Much hinges on the markets’ reaction to the votes today and tomorrow. If they feel the risk of a no-deal Brexit has diminished, then markets will be relieved. But that impact may only be minor given that, until last week at any rate, the market was pricing in just a 10% probability of “no deal” pushing the pound up.

What of Hammond’s “deal dividend”? This is only a windfall when compared to the chaos of no deal. Against a backdrop of global slowdown it’s unlikely to be very impressive. And even an “orderly” exit still won’t bring certainty on our final trading relationship with the EU or rest of the world. Business investment, which fell for four quarters last year, is unlikely to return in a hurry. There has also been a lot of stockpiling in preparation for “no deal”, and in the short term unwinding this will be bad for growth.
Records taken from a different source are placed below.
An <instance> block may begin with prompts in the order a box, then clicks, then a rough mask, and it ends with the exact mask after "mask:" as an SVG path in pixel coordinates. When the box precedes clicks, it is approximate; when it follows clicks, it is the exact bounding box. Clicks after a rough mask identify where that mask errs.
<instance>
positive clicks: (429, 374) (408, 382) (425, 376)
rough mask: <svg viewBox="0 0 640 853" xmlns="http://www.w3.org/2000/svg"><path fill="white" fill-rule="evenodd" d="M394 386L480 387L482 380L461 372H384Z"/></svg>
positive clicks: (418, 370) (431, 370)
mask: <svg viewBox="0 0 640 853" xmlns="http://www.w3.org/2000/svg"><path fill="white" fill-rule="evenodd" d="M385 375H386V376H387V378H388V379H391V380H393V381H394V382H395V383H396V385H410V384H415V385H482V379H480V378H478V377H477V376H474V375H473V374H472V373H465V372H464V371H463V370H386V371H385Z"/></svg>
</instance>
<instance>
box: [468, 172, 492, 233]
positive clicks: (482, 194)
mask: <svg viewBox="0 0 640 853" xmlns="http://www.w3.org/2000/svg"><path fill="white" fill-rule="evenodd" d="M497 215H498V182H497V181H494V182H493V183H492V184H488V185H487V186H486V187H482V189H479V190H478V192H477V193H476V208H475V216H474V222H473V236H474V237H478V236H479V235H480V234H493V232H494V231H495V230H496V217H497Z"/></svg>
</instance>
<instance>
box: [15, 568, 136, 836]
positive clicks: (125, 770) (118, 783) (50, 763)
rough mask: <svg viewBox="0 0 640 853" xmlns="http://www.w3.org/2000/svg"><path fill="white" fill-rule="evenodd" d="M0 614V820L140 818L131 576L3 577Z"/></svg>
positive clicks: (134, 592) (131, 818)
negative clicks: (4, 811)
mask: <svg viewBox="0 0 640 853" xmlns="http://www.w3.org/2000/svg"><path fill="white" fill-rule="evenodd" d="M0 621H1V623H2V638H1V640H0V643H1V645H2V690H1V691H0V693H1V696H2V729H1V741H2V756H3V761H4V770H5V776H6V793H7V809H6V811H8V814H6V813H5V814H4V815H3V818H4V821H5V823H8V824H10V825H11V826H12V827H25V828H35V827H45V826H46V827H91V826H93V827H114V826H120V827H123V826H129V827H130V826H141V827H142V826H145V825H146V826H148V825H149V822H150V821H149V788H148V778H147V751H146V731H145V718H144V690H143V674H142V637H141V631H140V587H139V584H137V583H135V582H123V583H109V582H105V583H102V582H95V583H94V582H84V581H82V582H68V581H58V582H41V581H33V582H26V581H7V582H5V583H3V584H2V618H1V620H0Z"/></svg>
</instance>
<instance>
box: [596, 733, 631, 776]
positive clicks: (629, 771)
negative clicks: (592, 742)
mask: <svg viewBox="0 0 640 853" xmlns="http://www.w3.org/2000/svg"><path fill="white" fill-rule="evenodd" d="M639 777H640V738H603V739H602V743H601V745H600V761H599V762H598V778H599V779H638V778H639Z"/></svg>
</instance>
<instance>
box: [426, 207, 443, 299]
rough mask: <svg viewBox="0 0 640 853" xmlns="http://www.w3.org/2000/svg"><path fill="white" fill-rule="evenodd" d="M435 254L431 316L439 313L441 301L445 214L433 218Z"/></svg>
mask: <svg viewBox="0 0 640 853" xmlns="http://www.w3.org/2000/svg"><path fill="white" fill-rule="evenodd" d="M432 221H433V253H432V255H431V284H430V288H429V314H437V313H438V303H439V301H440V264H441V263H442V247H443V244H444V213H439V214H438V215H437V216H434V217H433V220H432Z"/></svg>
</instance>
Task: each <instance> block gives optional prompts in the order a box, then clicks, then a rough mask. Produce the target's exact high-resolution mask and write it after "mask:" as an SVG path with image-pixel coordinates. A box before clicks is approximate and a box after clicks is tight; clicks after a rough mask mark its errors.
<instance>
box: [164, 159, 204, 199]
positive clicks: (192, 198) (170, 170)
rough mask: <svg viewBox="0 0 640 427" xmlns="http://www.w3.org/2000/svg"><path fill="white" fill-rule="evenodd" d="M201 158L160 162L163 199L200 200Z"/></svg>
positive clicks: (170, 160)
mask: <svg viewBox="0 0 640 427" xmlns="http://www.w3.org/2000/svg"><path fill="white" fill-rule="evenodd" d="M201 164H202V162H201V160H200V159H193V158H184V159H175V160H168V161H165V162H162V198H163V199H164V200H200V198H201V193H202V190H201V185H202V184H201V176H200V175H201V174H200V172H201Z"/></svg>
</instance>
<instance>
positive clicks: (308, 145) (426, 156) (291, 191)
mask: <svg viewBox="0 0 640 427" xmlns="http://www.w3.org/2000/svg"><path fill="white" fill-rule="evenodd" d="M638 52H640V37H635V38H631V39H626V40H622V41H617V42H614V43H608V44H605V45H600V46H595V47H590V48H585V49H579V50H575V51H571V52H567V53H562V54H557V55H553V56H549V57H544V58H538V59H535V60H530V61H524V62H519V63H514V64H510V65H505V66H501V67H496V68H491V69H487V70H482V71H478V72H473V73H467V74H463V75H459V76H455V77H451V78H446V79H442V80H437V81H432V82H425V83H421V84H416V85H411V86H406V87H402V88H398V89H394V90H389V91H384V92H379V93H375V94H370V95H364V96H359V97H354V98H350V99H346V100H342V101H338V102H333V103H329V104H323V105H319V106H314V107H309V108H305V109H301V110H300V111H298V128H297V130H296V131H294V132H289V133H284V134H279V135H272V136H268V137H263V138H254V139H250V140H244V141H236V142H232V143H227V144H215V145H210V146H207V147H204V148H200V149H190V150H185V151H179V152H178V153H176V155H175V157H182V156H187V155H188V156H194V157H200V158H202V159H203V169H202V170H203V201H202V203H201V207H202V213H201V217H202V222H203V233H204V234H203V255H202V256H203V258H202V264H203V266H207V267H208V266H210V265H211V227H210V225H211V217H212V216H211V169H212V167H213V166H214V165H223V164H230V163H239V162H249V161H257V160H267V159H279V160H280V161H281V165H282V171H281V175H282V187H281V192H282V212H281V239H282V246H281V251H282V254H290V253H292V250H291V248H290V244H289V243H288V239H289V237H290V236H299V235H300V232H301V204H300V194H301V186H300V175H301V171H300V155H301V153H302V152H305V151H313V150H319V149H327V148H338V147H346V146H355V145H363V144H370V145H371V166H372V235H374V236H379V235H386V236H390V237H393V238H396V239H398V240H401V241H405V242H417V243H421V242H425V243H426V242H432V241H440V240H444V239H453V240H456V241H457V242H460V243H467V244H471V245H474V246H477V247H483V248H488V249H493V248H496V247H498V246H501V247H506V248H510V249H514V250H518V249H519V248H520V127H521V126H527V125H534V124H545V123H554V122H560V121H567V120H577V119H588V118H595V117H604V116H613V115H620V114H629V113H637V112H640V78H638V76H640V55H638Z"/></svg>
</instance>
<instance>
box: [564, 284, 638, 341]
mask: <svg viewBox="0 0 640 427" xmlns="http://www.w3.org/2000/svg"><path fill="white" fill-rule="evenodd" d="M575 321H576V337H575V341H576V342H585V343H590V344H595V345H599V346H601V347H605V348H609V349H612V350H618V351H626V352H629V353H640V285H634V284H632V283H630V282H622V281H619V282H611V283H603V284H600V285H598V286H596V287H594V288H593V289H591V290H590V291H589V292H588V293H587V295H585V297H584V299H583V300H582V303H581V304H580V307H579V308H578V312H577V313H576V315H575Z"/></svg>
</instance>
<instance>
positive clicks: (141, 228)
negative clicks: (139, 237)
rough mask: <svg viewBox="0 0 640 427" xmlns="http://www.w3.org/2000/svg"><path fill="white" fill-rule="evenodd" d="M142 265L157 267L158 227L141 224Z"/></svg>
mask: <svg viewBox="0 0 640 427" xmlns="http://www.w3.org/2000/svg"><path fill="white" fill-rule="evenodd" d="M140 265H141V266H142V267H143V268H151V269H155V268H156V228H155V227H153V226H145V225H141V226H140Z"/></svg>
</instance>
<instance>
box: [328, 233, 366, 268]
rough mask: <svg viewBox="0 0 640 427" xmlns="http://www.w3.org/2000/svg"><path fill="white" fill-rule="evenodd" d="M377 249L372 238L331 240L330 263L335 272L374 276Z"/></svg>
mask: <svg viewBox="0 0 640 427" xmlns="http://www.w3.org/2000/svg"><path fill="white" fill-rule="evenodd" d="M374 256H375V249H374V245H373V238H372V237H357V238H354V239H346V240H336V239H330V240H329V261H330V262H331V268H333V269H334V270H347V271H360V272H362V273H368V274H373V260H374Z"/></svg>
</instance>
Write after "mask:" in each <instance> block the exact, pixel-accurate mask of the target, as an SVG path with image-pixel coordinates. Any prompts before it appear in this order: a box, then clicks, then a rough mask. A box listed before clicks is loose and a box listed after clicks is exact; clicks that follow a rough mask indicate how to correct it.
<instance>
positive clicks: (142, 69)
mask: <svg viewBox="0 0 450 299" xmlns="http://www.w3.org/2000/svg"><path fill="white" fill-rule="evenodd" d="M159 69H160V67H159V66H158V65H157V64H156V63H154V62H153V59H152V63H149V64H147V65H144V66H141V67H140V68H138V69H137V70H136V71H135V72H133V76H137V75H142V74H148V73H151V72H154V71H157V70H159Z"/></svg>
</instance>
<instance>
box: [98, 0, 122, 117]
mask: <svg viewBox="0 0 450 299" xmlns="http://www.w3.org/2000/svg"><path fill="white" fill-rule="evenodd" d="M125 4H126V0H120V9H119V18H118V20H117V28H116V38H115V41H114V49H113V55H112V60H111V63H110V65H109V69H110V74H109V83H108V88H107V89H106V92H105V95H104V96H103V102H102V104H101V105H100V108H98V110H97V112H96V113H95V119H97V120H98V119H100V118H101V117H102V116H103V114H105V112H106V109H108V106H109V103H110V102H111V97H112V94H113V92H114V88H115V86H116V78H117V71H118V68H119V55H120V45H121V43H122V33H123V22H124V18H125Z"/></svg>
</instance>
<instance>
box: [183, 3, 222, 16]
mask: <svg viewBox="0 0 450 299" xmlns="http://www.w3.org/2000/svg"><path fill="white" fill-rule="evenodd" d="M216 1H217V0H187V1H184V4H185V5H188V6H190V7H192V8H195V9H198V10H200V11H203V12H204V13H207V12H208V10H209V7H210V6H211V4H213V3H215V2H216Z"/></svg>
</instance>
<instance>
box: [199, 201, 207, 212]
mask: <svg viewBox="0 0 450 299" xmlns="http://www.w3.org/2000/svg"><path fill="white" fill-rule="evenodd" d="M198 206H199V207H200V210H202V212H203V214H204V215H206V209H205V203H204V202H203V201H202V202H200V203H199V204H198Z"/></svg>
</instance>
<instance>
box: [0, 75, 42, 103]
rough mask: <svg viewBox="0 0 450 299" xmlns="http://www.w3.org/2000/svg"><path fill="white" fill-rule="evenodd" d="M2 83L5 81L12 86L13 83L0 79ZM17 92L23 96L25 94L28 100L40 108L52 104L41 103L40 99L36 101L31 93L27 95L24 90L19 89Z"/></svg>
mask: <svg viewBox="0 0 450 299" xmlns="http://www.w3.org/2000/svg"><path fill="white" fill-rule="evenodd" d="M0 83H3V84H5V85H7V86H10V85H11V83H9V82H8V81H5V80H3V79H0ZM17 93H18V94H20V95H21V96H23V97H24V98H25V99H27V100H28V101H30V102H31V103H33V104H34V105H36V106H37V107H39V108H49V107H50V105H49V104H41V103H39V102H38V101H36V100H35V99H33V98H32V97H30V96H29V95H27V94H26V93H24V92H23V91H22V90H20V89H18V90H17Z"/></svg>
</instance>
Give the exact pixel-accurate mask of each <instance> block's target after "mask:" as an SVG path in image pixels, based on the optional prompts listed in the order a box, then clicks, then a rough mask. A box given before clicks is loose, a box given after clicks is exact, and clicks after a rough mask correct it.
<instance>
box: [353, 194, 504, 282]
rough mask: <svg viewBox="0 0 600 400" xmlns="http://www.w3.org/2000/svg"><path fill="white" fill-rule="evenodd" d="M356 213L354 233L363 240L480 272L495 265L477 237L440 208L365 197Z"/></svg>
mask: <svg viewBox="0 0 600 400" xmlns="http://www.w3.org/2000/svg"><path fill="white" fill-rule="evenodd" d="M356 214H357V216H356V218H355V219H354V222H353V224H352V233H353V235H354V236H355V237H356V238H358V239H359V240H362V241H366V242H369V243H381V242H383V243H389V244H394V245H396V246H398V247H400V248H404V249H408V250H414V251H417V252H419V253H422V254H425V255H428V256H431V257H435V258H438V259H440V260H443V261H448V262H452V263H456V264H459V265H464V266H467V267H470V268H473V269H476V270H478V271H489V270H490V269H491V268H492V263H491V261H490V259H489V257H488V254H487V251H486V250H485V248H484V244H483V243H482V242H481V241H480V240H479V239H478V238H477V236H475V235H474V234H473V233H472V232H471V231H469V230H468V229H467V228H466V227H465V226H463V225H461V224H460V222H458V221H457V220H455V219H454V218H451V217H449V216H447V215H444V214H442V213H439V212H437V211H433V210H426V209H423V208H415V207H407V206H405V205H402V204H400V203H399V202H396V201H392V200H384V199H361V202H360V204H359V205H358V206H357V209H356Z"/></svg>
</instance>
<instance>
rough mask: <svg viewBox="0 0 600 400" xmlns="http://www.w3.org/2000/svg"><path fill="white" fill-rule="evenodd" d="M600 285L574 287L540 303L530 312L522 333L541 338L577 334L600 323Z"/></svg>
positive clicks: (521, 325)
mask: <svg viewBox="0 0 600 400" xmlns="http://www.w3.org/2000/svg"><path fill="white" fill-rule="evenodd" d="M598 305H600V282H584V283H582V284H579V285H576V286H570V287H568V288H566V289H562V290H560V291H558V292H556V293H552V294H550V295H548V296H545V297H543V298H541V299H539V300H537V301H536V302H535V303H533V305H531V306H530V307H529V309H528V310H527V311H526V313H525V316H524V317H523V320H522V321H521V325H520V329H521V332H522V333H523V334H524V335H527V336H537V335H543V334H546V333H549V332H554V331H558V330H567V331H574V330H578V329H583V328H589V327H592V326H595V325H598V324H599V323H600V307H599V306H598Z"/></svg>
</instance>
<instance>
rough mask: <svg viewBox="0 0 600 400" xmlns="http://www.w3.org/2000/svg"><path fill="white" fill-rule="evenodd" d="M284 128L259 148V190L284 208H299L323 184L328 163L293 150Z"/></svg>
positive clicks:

What Hammond didn’t say was that all forecasts suggest growth would pick up much faster – both in the short and long term – if we had no Brexit at all. Don’t forget, the government’s own analysis shows May’s deal would leave us £100 billion poorer than we would have been each year by 2030. The real long-term dividend is to be found in staying in the EU, and a People’s Vote is the democratic way get there.